On Friday, Bang said the government would respond to speculative behavior. He said the ministry will "take action to stabilize the market on signs of speculative movements."
 
The Kospi tumbled more than 2 percent on Monday as foreign investors and domestic institutions net sold shares. Samsung Electronics fell 2.33 percent, and SK hynix 2.73 percent.  
 
The government has said that it will intervene directly in the bond market if necessary, and on Monday, Yonhap reported that the Financial Supervisory Service has started to investigate Morgan Stanley for illegal short selling.
 
Korea did not think it was time to discuss a swap agreement with the United States when President Joe Biden visited in May, saying at the time that the "fundamentals are strong." When Treasury Secretary Janet Yellen came to Seoul in July, the two countries agreed to cooperate in stabilizing the currency market.
 
The market decline followed hawkish remarks made at the three-day Jackson Hole Economic Symposium, which wrapped up on Aug. 27. Central bankers, finance ministers and academics attend the annual event to discuss economic policy.  
 
Fed Chairman Jerome Powell said on Friday that the Federal Reserve will "use our tools forcefully" to control inflation that is running near 40-year highs. Powell said that this is "no place to stop or pause" in terms of rate increases.  
 
"While higher interest rates, slower growth and softer labor market conditions will bring down inflation, they will also bring some pain to households and businesses," he said, according to a transcript from the Federal Reserve. "These are the unfortunate costs of reducing inflation.
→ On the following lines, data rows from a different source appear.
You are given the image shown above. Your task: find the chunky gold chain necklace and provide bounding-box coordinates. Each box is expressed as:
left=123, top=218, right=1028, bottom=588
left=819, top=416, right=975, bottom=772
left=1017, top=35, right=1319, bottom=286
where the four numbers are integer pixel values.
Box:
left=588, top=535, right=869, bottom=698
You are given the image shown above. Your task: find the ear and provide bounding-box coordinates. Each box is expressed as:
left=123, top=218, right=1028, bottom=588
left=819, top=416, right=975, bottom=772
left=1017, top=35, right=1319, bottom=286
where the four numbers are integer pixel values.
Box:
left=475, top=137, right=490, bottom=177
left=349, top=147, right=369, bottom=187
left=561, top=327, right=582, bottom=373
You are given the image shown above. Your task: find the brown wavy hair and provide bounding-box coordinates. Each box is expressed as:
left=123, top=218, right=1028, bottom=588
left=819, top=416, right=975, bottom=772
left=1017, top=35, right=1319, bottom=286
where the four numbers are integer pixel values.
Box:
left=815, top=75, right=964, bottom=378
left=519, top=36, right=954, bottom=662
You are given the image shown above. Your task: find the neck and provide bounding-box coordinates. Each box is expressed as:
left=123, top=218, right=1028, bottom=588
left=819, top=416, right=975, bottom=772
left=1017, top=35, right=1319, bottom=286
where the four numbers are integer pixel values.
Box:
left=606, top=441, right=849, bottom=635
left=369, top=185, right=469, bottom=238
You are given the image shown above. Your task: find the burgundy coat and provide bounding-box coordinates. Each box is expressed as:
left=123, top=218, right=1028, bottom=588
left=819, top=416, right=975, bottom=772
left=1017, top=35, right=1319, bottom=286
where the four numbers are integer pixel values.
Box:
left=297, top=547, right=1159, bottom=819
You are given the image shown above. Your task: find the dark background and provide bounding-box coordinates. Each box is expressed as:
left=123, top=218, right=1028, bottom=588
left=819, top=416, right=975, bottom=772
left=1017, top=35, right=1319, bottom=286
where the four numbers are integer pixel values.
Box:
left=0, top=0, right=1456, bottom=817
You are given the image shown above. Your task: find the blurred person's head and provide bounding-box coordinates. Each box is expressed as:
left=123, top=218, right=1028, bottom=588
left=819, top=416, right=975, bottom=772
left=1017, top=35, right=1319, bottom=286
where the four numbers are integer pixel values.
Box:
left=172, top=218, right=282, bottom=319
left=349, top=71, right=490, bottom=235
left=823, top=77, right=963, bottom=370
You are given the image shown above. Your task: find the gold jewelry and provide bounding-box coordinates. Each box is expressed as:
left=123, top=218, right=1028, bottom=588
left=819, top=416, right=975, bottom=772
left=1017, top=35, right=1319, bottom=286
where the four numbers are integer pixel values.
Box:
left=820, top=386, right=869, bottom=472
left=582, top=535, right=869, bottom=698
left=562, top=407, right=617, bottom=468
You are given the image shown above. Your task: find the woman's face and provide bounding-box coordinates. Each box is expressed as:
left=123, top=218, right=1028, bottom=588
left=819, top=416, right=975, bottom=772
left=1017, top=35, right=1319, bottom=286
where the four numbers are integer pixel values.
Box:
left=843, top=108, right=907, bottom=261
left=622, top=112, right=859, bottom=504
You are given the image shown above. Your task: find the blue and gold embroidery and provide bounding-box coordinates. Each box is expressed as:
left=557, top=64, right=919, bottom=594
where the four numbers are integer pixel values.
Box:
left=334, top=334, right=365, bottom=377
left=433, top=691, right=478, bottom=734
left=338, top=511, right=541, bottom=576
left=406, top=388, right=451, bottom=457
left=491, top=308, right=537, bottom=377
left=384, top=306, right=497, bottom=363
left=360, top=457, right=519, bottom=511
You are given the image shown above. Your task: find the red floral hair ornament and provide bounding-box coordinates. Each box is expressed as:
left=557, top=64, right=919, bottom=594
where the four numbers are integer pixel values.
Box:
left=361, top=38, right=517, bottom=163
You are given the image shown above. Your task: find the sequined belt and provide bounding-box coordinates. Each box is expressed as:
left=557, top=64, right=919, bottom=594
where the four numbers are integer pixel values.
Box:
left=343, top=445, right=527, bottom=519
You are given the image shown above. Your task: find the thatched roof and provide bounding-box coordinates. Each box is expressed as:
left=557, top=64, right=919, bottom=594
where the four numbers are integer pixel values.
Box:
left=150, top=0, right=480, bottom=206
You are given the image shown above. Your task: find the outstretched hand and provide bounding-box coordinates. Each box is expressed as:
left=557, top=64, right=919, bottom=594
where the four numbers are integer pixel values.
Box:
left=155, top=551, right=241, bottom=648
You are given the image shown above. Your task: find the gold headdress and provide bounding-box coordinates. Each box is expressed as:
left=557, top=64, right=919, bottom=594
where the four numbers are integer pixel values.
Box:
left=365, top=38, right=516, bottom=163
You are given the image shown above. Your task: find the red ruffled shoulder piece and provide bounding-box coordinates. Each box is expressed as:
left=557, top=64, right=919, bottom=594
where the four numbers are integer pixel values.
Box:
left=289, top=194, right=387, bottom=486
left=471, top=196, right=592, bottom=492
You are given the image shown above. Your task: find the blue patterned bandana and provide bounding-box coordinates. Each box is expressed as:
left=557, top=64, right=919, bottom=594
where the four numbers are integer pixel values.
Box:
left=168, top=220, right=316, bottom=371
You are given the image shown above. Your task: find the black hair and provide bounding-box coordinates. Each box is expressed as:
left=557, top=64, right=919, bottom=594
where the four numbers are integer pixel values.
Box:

But a failure to restore price stability would mean far greater pain."
 
The Fed's policy direction is important as it affects the policies of other central banks, including Korea's.
 
The Bank of Korea cannot halt monetary tightening before the Fed, central banker Rhee Chang-yong said in an interview with Reuters Saturday.  
 
The Bank of Korea upped the base interest rate by another quarter point last week to 2.50 percent, and signaled further rate increases to reduce inflation projected to reach 24-year highs.
 
The Bank of Korea forecast Korea's annual inflation to hit 5.2 percent this year.  
 
"We are now independent from government, but we are not independent from the Fed," Rhee said. "So if the Fed continues to increase the interest rate, it will have a depreciation pressure for our currency."
 
In an interview with Bloomberg, Rhee cited global oil and gas prices, China's Covid policy and economic slowdowns in China and the United States as factors that are affecting Korea's outlook.
 
He forecast Korea's inflation to drop below three percent by the end of next year.  
 
Korea started upping the rate last August, earlier than other major central banks, but it won't be able to end the rate increase earlier, according to Rhee.
 
"Whether we can end earlier — I don't think so," Rhee told Reuters.